Study uncovers a new childhood-onset neurodegenerative disorder

A study has uncovered a new neurodegenerative disorder in which children experience developmental regression and severe epilepsy.

The study, led by the Murdoch Children's Research Institute (MCRI) and published in The American Journal of Human Genetics, found a variation in a gene causes a severe childhood-onset neurodegenerative disorder that has never before been described.

MCRI and Victorian Clinical Genetics Services (VCGS) Associate Professor Sue White said this newly discovered condition was different from other chronic neuroinflammation implicated in other neurodegenerative conditions such as Alzheimer's disease, Parkinson's disease and frontotemporal dementia.

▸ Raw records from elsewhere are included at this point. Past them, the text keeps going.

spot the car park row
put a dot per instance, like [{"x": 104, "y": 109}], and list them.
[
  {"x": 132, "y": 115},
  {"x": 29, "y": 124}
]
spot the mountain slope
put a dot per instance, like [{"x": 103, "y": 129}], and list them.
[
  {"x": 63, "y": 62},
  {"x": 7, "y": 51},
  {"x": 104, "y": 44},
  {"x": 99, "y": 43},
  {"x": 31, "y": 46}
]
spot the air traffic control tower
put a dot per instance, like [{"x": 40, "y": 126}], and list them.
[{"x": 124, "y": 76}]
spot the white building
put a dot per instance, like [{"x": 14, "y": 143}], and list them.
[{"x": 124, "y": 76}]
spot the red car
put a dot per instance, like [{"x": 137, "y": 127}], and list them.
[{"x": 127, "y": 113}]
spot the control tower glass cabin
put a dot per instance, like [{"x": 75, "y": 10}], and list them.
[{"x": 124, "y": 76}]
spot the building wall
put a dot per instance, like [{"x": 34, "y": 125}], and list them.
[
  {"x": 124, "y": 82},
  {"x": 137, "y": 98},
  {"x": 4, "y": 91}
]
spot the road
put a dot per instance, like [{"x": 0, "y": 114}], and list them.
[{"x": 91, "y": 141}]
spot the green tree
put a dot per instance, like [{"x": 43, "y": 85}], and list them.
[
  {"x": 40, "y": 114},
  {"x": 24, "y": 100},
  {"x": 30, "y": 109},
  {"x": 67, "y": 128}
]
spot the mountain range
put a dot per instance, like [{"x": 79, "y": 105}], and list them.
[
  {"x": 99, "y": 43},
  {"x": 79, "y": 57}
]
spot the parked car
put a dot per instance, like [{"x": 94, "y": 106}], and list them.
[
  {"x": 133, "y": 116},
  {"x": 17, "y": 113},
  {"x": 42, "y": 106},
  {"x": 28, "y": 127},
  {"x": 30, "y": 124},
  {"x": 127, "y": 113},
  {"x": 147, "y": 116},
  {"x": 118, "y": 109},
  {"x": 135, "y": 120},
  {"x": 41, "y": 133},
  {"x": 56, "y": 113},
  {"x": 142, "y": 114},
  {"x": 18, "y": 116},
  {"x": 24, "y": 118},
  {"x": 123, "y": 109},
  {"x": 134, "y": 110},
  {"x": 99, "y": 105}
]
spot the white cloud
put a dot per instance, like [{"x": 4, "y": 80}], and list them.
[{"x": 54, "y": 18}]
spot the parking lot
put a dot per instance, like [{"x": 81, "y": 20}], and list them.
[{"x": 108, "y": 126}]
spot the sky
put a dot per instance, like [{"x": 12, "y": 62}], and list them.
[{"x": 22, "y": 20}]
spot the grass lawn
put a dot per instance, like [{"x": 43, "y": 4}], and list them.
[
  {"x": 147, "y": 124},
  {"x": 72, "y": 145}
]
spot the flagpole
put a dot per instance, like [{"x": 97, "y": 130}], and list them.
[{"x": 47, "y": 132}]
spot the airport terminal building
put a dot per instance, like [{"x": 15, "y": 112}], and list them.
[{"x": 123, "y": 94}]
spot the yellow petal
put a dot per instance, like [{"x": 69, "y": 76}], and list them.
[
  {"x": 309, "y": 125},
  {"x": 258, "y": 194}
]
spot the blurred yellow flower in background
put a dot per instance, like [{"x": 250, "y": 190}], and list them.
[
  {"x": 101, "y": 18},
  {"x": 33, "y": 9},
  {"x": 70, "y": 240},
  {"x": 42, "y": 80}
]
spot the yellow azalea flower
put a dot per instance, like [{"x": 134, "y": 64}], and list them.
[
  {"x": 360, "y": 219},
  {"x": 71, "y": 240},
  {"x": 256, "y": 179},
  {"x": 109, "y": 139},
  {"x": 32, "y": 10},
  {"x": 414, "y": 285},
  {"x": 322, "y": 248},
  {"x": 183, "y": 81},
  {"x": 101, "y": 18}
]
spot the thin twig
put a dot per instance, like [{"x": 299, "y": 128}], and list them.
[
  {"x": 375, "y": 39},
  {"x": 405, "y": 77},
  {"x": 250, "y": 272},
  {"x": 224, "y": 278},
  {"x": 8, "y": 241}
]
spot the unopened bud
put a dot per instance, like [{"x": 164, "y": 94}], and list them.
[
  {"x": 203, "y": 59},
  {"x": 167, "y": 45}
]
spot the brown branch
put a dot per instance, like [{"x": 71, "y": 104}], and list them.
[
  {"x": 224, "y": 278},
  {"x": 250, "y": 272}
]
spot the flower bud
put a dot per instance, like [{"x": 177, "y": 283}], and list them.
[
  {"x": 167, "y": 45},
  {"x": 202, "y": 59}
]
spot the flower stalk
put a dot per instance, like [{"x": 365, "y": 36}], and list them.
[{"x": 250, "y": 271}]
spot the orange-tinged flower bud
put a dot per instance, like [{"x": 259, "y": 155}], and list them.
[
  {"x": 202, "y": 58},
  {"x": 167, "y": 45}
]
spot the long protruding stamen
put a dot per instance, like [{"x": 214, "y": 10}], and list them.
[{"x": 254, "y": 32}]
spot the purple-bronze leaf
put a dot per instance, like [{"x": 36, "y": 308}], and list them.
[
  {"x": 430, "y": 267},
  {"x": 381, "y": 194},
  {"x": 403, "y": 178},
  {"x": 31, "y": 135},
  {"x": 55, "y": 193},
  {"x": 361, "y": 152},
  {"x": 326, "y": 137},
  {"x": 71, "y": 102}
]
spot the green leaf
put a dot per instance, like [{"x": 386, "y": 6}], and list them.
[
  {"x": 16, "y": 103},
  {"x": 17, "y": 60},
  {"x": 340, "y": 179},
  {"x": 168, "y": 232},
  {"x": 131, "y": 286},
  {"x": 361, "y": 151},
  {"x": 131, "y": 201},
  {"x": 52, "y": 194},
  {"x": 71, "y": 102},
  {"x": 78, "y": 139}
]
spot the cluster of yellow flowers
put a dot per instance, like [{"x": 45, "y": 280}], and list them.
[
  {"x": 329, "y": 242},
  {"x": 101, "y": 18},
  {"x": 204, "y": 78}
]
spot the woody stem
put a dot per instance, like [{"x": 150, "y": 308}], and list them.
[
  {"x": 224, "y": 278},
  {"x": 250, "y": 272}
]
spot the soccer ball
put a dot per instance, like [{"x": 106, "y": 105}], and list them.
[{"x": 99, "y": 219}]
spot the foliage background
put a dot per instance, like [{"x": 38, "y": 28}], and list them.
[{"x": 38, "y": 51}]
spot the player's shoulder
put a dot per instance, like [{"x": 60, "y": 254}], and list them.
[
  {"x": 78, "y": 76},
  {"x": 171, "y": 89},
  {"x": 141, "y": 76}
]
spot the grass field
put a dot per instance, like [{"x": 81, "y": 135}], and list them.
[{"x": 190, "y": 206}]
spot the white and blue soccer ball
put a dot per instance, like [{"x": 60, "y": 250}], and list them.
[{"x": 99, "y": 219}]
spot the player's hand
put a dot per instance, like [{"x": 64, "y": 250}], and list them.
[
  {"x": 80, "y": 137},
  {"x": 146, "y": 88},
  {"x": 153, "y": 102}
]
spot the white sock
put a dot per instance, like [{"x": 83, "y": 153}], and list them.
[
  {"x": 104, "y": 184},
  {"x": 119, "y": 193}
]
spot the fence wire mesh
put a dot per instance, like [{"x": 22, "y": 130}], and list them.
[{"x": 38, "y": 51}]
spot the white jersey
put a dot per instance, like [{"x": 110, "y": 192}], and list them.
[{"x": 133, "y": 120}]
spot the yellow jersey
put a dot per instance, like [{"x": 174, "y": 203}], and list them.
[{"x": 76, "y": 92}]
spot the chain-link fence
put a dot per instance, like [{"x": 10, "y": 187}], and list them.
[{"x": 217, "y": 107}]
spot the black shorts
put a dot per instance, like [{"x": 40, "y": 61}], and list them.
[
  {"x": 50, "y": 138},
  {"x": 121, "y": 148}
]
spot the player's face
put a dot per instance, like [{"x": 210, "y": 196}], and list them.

Associate Professor White said the study participants started with normal or mild developmental delay, and the onset of seizures started within the first year of life. All had a severe and progressive developmental regression following a seizure, she said.

The study looked at six children from four families with the gene variant who had a similar degenerative condition, the cause of which was unlocked by genomic testing.

The genomic testing and data analyses were conducted for four participants at VCGS in Melbourne and one each at Ospedale Pediatrico Bambino Gesù in Italy and at Baylor College of Medicine in the US.

Associate Professor White said the disorder, with features suggestive of neuroinflammation, appeared to require two copies of the defective gene, meaning both parents had to be carriers of one altered copy.

In our study, the same gene variant was identified in three children of the same ethnic background. While the families do not report that their two families are directly related, they are presumed to be distantly related due to the overlap of their family histories, with common ancestors originating from the same town."

Sue White, Associate Professor, MCRI and Victorian Clinical Genetics Services (VCGS)

The researchers used advanced molecular techniques to dissect the likely cellular pathway affected by the mutation in the NRROS gene. By inserting the gene into cells in the laboratory, they identified other molecules that NRROS interacts with. These molecules are crucial for a number of brain cell functions, including adding the insulating layers around nerve fibers and producing brain immune cells.

"In line with these laboratory findings, our study participants had neurodegenerative symptoms with difficult to control epilepsy, developmental regression, and delayed myelination," Associate Professor White said.

"The myelination process is vitally important to healthy central nervous system functioning, enabling nerve cells to transmit information faster and allows for more complex brain processes."

MCRI Professor John Christodoulou said the outcomes of this research highlighted the power of new genomic sequencing technologies that had ended a diagnostic odyssey that for some families may take years.

"Now that we know the causative gene, we are in a better position to understand the underlying biology behind the disorder, which we hope in future may translate to targeted treatments specific for the disorder," he said.